Cowlix Wearing my mind on my sleeve

Saturday, March 08, 2003 Permanent link to this day
Random reading

John Cage's Indeterminacy [via Irregular Orbit]

Uncontrollable

Safe Utilization of Advanced Nanotechnology

Development of nanotechnology must be undertaken with care to avoid accidents; once a nanotech-based manufacturing technology is created, it must be administered with even more care. Irresponsible use of nanotech could lead to black markets, unstable arms races ending in immense destruction, and possibly a release of gray goo. Deliberate misuse of the technology by inhumane governments, terrorists, criminals, and irresponsible teenagers could produce even worse problems--gray goo is a feeble weapon compared to what could be designed. It seems likely that research leading to advanced nanotechnology will have to be carefully monitored and controlled.

[via Boing Boing]

It's 1983, do you know where your Secretary of Defense was?

Shaking Hands with Saddam Hussein: The National Security Archive analyzes recently declassified documents about the U.S. reaction to the Iran/Iraq war in the early 80s.

Rumsfeld shaking hands with Hussein, 1983

[via Quark Soup]

Just Business

The Pentagon's New Map: in which Thomas P.M. Barnett, with the U.S. Naval War College, lays out the proposition that countries which obstruct globalization will soon be targets of the military.

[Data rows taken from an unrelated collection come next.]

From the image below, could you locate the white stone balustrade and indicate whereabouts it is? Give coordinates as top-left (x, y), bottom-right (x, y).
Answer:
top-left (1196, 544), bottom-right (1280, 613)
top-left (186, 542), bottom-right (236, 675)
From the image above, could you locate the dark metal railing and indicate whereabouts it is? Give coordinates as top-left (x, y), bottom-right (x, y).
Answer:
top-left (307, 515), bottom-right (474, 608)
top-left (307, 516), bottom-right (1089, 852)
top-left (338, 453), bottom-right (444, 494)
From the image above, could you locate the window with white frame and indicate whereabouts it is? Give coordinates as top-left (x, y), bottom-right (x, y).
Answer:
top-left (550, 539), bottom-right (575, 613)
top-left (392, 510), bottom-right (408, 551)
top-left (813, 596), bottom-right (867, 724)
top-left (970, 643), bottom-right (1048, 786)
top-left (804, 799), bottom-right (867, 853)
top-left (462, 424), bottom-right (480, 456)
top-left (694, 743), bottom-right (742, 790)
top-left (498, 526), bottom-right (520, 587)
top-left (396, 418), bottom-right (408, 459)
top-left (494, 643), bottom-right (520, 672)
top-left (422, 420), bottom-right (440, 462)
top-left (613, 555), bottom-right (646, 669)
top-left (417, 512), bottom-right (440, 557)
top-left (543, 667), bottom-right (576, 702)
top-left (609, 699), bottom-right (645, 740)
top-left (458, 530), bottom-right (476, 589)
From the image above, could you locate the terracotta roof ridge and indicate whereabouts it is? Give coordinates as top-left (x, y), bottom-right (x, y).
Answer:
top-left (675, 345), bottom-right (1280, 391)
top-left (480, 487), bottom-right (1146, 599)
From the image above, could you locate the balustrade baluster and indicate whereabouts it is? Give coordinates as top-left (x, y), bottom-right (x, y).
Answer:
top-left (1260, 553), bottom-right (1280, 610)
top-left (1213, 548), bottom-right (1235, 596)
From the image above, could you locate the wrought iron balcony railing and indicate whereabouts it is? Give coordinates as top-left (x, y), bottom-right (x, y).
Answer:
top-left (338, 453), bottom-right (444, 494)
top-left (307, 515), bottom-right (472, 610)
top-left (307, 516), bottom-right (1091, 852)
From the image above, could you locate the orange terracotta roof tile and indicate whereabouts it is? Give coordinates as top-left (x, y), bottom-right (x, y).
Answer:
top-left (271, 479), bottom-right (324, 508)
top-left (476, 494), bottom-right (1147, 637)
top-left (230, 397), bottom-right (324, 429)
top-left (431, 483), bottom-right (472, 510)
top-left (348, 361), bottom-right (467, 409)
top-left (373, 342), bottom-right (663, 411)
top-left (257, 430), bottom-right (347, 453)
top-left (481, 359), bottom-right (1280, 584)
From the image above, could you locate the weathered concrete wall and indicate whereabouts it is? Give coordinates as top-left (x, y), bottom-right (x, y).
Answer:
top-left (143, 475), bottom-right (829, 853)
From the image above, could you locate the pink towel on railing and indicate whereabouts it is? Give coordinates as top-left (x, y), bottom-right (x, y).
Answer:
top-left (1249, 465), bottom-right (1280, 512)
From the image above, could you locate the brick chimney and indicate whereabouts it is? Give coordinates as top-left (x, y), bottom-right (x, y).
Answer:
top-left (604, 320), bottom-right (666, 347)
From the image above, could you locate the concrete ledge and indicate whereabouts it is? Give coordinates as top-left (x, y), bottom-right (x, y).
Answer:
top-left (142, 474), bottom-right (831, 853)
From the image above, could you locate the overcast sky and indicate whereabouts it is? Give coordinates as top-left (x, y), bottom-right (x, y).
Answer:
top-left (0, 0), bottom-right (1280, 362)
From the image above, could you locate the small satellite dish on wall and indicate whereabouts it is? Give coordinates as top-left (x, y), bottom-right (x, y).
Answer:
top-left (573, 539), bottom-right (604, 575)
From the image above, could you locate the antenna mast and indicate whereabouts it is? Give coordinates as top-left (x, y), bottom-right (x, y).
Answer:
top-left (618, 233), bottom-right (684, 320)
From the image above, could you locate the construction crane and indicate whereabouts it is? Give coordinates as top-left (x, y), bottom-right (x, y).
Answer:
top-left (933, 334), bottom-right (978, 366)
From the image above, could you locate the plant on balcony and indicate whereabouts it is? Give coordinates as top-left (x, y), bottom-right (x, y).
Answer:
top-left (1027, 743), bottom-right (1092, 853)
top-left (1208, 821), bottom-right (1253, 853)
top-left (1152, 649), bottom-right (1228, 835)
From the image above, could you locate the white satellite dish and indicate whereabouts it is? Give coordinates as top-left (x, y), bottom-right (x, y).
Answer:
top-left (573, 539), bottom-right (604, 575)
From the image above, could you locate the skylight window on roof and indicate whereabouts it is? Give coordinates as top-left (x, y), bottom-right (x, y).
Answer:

Show me where globalization is thick with network connectivity, financial transactions, liberal media flows, and collective security, and I will show you regions featuring stable governments, rising standards of living, and more deaths by suicide than murder. These parts of the world I call the Functioning Core, or Core. But show me where globalization is thinning or just plain absent, and I will show you regions plagued by politically repressive regimes, widespread poverty and disease, routine mass murder, and--most important--the chronic conflicts that incubate the next generation of global terrorists. These parts of the world I call the Non-Integrating Gap, or Gap.

...

The reason I support going to war in Iraq is not simply that Saddam is a cutthroat Stalinist willing to kill anyone to stay in power, nor because that regime has clearly supported terrorist networks over the years. The real reason I support a war like this is that the resulting long-term military commitment will finally force America to deal with the entire Gap as a strategic threat environment.